No quarto, entraram minhas cinco putas. A Luz e a minha Rodríguez vinham arrastando pelas coleiras as outras três. Foi minha ex-chefe quem me olhou com sarcasmo;
- Então você tinha uma habilidade pra dominar mentes, pivete. Já não tem mais o poder?
- Não, não, essa médium aí me livrou dessa maldição!
- Cala a boca. cortou a jovem Luz. – Agora tira a roupa na nossa frente.
- Quê? Não me façam rir, suas vadias. Não vou me despir.
- E por que você está se despindo?
- Mas o que está acontecendo, suas putas? Yoda!, por que estou obedecendo elas?
- Ah, sim – cortou a médium, sorrindo em seu assento, tocando sua bola de cristal e contemplando meu pau pendurado à vista de todas – eu dei o "Dom do Pensamento" a essas duas mulheres encantadoras. Elas vão cuidar de endireitar o mundo... e você.
- Anda logo, coloca esse colar.
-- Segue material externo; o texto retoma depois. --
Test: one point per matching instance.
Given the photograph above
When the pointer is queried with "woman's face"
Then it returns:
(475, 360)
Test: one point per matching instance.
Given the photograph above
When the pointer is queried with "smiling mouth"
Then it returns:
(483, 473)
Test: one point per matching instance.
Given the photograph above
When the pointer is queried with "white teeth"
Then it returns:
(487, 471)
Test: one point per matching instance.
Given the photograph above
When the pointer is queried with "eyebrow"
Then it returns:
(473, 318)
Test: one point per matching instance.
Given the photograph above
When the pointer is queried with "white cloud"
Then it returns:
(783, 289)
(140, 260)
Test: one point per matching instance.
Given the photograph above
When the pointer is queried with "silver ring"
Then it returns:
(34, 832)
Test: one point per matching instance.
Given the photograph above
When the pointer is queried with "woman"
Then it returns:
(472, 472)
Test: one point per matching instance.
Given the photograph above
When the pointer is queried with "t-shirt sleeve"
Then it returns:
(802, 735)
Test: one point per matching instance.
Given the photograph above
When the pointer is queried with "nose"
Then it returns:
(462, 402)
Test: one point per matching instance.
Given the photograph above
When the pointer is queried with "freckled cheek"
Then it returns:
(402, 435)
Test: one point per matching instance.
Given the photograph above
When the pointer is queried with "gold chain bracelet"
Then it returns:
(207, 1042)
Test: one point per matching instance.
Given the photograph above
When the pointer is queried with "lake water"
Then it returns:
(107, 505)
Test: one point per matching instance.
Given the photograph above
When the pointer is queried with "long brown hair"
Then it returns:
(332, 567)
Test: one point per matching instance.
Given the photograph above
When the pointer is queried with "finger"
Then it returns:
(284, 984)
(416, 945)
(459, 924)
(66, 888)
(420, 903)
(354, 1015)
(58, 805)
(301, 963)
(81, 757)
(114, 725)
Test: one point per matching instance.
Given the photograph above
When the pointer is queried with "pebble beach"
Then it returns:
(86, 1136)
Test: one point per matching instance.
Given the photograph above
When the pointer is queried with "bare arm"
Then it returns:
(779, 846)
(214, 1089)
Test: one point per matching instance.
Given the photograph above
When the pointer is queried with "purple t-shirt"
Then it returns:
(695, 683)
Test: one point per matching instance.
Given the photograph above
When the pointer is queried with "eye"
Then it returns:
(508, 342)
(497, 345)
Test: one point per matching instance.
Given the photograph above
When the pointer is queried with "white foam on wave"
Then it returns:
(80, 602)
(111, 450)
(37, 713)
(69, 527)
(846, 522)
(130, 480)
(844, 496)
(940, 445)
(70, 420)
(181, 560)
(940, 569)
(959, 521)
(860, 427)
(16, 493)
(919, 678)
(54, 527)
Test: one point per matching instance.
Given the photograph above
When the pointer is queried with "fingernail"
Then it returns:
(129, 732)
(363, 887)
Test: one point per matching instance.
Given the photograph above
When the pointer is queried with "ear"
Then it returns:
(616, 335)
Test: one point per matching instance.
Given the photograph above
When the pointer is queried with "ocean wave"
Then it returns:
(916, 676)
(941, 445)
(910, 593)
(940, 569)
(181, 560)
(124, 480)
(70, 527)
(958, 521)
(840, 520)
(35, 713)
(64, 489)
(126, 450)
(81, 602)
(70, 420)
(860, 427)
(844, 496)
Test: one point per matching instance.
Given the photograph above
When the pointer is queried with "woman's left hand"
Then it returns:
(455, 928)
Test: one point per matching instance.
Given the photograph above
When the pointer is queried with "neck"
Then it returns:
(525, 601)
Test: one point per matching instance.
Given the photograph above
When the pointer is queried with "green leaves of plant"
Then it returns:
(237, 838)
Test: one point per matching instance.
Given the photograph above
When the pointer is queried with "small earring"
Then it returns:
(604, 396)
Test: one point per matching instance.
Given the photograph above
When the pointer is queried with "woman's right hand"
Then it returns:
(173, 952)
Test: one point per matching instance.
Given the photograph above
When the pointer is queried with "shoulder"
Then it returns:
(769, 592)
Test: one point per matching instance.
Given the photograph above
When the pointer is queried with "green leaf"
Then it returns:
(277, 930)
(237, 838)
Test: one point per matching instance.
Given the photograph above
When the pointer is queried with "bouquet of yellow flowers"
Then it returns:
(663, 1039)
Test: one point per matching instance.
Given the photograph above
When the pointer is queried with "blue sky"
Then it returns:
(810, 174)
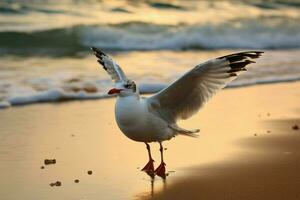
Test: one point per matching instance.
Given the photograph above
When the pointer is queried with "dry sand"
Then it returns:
(246, 150)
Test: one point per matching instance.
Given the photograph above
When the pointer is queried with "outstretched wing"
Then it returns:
(112, 68)
(186, 95)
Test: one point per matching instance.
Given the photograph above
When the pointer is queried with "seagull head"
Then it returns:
(127, 88)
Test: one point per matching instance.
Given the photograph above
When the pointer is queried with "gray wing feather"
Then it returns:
(190, 92)
(112, 68)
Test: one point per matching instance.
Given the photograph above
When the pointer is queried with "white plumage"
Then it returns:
(154, 119)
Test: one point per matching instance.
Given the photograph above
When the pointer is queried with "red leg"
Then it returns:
(149, 167)
(161, 169)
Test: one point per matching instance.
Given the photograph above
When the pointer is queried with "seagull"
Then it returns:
(154, 119)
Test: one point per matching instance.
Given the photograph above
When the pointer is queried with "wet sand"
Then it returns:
(247, 149)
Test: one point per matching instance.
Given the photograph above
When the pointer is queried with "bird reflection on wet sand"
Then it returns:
(152, 181)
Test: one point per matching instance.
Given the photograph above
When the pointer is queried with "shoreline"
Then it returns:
(83, 136)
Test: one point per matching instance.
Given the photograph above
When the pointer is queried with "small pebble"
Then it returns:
(57, 183)
(295, 127)
(49, 161)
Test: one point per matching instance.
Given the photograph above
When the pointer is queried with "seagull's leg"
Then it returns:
(161, 169)
(149, 167)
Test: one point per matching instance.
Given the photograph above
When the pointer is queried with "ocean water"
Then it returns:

Vamos para a mansão onde um tatuador te espera! – disse Luz piscando pra mim. – Você vai ter uma nova vida aos pés da Ama Rodríguez e da Ama Luz. Mas não vai ficar sozinho, as três cachorrinhas vão te fazer companhia. Caralho, vai ser delicioso!
- Não, não, não! Nem pensem... Suas putas loucas!
- Como você dizia mesmo, seu moleque pervertido? – disse a Rodríguez, examinando seus olhos castanhos brilhantes na minha vista aterrorizada e balançando seu corpo de curvas enormes enfiado naquela roupa de puta; Ah, sim... se fodeu.
- Vingança Deliciosa
A fumaça preta das velas já tava começando a me dar mal-estar, parecia desenhar garras escuras no ar que arranhavam meus olhos, aquele cheiro de perfume barato tomava o quartinho, o tique-taque do relógio em cima da mesa era a única coisa que se ouvia, eu semicerrava os olhos como quem quer fugir. Não aguentei o silêncio, quase levantei da cadeira pra vazar...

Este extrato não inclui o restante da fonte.